Gough Whitlam spoke in BbMajor – so I learned today at the Ukaria Cultural Centre in the Adelaide Hills where I was attending an Adelaide Festival event, Stalin’s Piano. The music/ creation is a collaboration between composer Robert Davidson and pianist Sonya Lifschitz. A compilation of ‘stories’ or impressions of artists who have informed public policy, politicians who have been involved in artistic projects, artists subjugated to political agendas and politicians who see themselves as artists ‘modelling’ populations as though they are clay. Robert Davidson said that hearing political speeches as music assists him in hearing meanings beyond the words – a deeper emotional communication: find the music in the speech and let the piano provide a frame in which to place the music.
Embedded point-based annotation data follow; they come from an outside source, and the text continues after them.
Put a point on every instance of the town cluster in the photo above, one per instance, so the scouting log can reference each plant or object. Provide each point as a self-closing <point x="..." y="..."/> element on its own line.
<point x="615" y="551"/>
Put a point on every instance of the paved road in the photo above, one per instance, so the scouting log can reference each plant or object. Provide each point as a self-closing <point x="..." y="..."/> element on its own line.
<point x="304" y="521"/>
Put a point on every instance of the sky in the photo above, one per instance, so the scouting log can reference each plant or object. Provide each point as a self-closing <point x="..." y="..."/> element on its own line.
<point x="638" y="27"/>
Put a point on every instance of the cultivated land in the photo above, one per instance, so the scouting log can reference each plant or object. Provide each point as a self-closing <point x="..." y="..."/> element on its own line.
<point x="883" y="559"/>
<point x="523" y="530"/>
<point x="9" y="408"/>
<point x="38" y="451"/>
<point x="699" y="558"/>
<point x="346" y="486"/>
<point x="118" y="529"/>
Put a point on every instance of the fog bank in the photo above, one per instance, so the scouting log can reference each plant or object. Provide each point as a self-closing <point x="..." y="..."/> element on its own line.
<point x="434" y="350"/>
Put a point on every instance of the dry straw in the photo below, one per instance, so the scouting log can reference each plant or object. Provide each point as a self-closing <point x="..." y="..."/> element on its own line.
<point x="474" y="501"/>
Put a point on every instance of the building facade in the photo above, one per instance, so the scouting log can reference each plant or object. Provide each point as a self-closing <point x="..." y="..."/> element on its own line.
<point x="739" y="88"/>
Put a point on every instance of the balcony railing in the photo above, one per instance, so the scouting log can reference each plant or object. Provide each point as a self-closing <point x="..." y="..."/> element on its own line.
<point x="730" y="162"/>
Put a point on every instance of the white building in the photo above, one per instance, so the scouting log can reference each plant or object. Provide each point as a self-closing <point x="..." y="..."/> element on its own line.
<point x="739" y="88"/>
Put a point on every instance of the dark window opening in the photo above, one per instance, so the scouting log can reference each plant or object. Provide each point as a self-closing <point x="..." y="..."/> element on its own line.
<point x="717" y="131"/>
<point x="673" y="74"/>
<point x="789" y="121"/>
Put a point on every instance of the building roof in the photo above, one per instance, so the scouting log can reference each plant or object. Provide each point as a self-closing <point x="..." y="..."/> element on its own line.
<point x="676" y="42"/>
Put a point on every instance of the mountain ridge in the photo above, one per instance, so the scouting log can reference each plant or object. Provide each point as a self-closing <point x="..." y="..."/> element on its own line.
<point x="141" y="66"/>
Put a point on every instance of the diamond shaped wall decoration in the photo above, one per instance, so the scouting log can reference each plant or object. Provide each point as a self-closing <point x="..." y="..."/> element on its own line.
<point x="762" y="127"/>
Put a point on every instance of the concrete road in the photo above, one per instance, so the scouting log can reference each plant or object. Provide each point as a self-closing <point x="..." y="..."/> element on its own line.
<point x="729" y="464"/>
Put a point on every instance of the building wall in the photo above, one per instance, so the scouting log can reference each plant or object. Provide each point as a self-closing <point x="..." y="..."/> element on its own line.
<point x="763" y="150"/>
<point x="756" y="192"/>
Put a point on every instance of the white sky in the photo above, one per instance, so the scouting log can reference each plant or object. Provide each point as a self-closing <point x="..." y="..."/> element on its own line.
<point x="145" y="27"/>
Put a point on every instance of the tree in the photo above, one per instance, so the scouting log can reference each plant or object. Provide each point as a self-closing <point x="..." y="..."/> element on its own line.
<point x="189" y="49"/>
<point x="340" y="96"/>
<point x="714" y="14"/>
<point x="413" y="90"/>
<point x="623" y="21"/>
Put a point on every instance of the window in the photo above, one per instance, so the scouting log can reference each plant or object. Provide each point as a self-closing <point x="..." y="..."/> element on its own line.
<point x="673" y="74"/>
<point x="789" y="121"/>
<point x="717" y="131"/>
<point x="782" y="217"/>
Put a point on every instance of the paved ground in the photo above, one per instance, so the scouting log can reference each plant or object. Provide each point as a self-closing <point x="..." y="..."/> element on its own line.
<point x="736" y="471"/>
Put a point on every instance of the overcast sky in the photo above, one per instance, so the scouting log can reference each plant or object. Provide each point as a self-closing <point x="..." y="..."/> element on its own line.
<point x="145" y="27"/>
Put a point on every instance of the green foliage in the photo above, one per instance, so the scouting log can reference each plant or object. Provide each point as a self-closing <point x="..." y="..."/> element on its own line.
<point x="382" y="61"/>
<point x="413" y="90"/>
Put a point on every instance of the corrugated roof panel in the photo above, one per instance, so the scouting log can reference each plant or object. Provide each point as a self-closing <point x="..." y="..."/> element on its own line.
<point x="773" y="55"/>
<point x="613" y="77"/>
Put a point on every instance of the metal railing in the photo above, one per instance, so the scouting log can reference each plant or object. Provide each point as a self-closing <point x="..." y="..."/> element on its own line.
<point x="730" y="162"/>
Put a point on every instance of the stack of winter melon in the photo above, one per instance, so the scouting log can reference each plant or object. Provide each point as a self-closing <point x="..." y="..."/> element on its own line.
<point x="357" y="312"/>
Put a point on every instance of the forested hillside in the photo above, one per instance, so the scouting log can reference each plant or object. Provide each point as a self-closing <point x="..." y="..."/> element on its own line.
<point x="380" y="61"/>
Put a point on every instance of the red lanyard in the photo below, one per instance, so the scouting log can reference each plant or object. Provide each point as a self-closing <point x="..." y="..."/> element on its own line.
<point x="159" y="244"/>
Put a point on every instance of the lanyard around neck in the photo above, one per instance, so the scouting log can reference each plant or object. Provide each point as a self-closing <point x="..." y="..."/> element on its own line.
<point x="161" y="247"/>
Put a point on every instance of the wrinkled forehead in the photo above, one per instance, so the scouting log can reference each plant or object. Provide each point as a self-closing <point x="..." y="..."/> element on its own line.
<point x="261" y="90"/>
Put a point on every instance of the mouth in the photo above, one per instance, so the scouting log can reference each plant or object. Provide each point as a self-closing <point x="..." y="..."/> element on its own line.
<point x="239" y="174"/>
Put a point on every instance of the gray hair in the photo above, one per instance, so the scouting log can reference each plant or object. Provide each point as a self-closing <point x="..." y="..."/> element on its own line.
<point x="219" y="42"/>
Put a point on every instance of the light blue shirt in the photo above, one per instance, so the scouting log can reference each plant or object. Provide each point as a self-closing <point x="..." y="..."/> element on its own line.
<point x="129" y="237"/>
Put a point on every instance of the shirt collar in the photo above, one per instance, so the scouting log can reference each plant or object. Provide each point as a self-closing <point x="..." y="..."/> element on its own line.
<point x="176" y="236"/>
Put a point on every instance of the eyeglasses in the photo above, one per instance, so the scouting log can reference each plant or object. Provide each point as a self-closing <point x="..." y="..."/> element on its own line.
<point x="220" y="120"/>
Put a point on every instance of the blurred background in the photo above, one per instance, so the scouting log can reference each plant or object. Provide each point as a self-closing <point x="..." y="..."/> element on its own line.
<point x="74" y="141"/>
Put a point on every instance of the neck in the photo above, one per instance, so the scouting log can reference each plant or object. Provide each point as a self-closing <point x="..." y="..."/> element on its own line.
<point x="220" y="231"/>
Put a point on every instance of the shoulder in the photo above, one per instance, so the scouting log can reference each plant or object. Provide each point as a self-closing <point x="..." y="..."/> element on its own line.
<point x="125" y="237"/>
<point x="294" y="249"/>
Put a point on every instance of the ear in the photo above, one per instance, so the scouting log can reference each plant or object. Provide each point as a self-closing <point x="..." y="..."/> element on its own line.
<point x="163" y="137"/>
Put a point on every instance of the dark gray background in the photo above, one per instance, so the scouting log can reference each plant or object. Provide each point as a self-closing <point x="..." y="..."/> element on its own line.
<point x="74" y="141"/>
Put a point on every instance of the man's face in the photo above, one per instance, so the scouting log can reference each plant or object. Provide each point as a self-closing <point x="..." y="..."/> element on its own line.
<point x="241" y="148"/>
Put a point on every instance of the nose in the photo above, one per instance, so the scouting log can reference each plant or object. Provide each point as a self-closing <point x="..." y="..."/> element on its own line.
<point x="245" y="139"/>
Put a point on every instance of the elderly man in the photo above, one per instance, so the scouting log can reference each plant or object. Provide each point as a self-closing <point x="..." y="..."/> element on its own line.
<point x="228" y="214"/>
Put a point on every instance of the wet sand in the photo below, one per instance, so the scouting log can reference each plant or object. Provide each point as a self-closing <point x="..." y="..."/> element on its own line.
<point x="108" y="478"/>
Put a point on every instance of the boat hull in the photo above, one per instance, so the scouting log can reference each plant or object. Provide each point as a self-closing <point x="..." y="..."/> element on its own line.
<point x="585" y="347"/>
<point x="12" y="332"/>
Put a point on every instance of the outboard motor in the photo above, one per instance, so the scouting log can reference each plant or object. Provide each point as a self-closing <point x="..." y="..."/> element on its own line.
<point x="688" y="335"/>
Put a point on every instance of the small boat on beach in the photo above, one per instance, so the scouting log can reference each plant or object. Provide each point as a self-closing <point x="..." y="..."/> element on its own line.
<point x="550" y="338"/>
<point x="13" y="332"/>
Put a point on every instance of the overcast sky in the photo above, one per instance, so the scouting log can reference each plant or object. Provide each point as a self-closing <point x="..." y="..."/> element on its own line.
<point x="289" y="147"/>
Brecht as shown in Stalin’s Piano
In this 1 hour concert, Sonya Lifschitz played piano and occasionally read as film was projected to draw our attention to the speech of nineteen political and artistic leaders. These ranged through Brecht, le Corbusier, Frank Lloyd Wright (whose speech was very dry and percussive) through Joseph Goebbels, Percy Grainger (who said that music is derived from screaming), Jackson Pollack, the inevitable Donald Trump, ending with Julia Gillard whose voice and phrasing, I discovered, is far more musical than I’d realised. One of the most moving parts of the performance was when we were reminded of Stalin’s treatment of Shostakovich; in spite of threatening the composer and stifling his voice – banning many of his works – Stalin’s favourite pianist, Maria Yudina, refused to follow the party line and continued to go to church. His favourite piano concerto is said to be Mozart’s 23rd. When Stalin heard this piece on the radio played by Maria he requested the recording, but a recording had not been made that evening, so orchestra and pianist were assembled again to produce what the feared leader demanded. (If you have seen the movie The Death of Stalin, you will be familiar with this.) It is said that when Stalin died he was listening to this recording. In a section of Stalin’s Piano, Sonya Lifschitz played along with some of that old recording made by Maria Yudina. The present-day and 1953 pianos were remarkably in tune, I thought, but the fact that they were slightly out set the audience on edge, appropriately.